Improved Detection of Circulating Epithelial Cells in Patients with Intraductal Papillary Mucinous Neoplasms

Abstract

Background: Recent work has demonstrated early shedding of circulating epithelial cells (CECs) from premalignant intraductal papillary mucinous neoplasms (IPMNs). However, the potential use of CECs as a "liquid biopsy" for patients with IPMNs has been limited by antigen dependence of CEC isolation devices and the lack of robust detection biomarkers across CEC phenotypes.

Materials and methods: We utilized a negative depletion microfluidic platform to purify CECs from contaminating leukocytes and coupled this platform with immunofluorescence, RNA in situ hybridization, and RNA sequencing (RNA-seq) detection and enumeration.

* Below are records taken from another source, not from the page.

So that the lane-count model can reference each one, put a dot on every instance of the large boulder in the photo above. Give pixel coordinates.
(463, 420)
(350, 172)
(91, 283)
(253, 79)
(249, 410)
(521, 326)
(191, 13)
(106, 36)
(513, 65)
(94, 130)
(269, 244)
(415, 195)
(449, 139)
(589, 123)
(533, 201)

Results: Using established protein (EpCAM, cytokeratins) and novel noncoding RNA (HSATII, cytokeratins) biomarkers, we detected CECs in 88% of patients bearing IPMN lesions. RNA-seq analysis for MUC genes confirm the likely origin of these CECs from pancreatic lesions.

Conclusion: Our findings increase the sensitivity of detection of these cells and therefore could have clinical implications for cancer risk stratification.

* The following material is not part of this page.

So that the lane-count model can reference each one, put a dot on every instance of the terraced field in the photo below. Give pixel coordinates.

Implications for practice: This work describes a high-sensitivity platform for detection of epithelial cells shed from preneoplastic lesions at high risk of malignant transformation. Further research efforts are underway to define the transcriptional programs that might allow discrimination between circulating cells released from tumors that will become malignant and cells released from tumors that will not. After further refinement, this combination of technologies could be deployed for monitoring and early detection of patients at high risk for developing new or recurrent pancreatic malignancies.

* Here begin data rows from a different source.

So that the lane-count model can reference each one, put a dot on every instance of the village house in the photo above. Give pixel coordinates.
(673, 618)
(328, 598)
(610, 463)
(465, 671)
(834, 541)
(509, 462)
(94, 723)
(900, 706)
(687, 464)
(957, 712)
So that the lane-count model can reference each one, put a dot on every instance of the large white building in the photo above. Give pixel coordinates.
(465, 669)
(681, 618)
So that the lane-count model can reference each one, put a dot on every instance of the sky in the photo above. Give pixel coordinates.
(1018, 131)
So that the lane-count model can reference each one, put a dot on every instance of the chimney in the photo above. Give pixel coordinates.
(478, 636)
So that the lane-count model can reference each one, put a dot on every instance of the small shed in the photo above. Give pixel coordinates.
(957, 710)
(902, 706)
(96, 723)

Keywords: Circulating epithelial cells; Early detection; Pancreatic cancer.

Figure 1.

Experimental rationale and schema. (A): Representative RNA in situ hybridization images of resected primary intraductal papillary mucinous neoplasm specimens showing HSATII expression (red) and control immune cell IHC markers (CD8 left, CD163 right; both brown). (B): Schematic of workflow used for CEC isolation and enumeration. Erythrocytes and platelets are first separated by hydrodynamic sorting; then magnetic separation of bead‐bound leukocytes takes place after passage through curved channels to orient the nucleated cells in a single‐file line. Erythrocytes are shown in red, leukocytes coated with magnetic beads in blue, and circulating epithelial cells in yellow. Abbreviations: CEC, circulating epithelial cell; RBC, red blood cell; WBC, white blood cell.

Figure 2.

Detection of CECs in patient whole blood using the circulating tumor cell iChip followed by a combination of immunofluorescent cell staining, in situ hybridization (ISH), and RNA sequencing. (A): Representative immunofluorescent image of a CK+/EpCAM+/CD45− CEC and a leukocyte. (B): Quantification of CECs per mL detected using IF. (C): Representative RNA‐ISH image of a HSATII+/keratin+ CEC. (D): Quantification of CECs per mL detected using RNA‐ISH. p values are reported for a two‐tailed nonparametric Mann‐Whitney test, and the box plot shows data quartiles (25%, median, 75%). (E): Heat map showing expression of differentially expressed mucin genes (p < .05) expressed at high levels in CECs isolated from patients with IPMNs and PDACs but not in cells isolated from HDs. IPMN1 denotes low risk and IPMN2 denotes high risk for pancreatic cancer development. Expression in log10 scale is shown. Abbreviations: CEC, circulating epithelial cell; CK, cytokeratin; HD, healthy donor; IF, immunofluorescent staining; IPMN, intraductal papillary mucinous neoplasm; PDAC, pancreatic ductal adenocarcinoma; RPM, reads per million.